Depth is hard. In meetings, breadth is characterized by comments such as “it could do this too” or “some customer requested this option also”. Depth is characterized by someone saying “but is that possible?” It’s more straightforward to add breadth to an existing deep product than depth to an existing broad product since you’re always running out of room as the UI elements fill up the space available.

Adding subtle behavior is adding depth. Overlays, modeless feedback, or auto-completion algorithms are deep. They won’t show up on a feature comparison chart on the back of a box and will largely go unnoticed by the user. Depth is hard to describe and market since you can’t see it; you experience it, or more often the lack of it.

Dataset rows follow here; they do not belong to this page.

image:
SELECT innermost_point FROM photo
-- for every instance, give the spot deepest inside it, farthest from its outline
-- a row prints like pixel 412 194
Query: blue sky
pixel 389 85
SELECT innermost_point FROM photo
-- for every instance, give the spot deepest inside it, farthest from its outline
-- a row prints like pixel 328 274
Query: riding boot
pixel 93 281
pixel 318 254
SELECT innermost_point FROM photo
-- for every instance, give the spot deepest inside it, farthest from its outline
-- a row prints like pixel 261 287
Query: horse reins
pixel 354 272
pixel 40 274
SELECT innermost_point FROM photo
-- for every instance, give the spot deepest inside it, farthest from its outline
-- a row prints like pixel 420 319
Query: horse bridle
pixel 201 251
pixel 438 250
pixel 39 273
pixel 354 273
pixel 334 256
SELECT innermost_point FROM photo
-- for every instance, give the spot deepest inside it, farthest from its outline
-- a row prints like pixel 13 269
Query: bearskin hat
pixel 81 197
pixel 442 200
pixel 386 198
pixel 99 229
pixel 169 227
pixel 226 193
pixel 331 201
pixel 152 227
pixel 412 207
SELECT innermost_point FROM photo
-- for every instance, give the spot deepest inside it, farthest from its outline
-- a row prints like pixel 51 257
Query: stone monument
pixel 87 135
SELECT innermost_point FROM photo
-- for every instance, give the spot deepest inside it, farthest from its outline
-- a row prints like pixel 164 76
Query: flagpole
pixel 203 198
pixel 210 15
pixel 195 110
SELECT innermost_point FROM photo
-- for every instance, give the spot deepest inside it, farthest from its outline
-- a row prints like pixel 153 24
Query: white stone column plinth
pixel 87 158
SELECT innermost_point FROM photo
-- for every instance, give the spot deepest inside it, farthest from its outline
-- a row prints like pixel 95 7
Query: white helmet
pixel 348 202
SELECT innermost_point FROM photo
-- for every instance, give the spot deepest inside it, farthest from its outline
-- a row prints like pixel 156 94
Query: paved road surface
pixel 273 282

Insufficient depth causes many forms of frustration. Insufficient depth costs users time whereas adding depth costs developers time. Lack of depth causes many different forms of frustration: slow, buggy, intolerant of user errors, difficult to use. Lack of functionality causes only one form of frustration: “it doesn’t do what I need!”

Breadth is good when going after vertical markets. Specific markets have specific needs and care more about meeting those needs than meeting them in the most optimal (expensive) way possible. Depth is good for universal problems. Businesses lean towards breadth because it’s easier to calculate how it affects their potential market and requires less thinking. Depth leads to fandom. Breadth can lead to lock-in if you cover enough area at once.

Another Example

Here’s some of the UI for finding text in Microsoft Word 2007:

It’s wide and it also has some deep features such as “Find all word forms” and “Sounds like”. I don’t use any of these and you don’t either but it doesn’t bother me that they’re there. Microsoft obviously spent an enormous amount of money developing this and presumably some of their customers find these options useful.

But having this dialog doesn’t substitute for a quick way to jump to some text with minimal effort. Something like that would have the deep features of providing early-as-possible feedback, clear-as-possible results, and minimal user input. HandyFind is my attempt to do just that. It has virtually no UI stuff but it has deep features such as animation, interactivity, and multiple application support.


As a user and a sympathetic software developer I lean towards depth even if it means accepting that a particular version of software can’t do everything I want.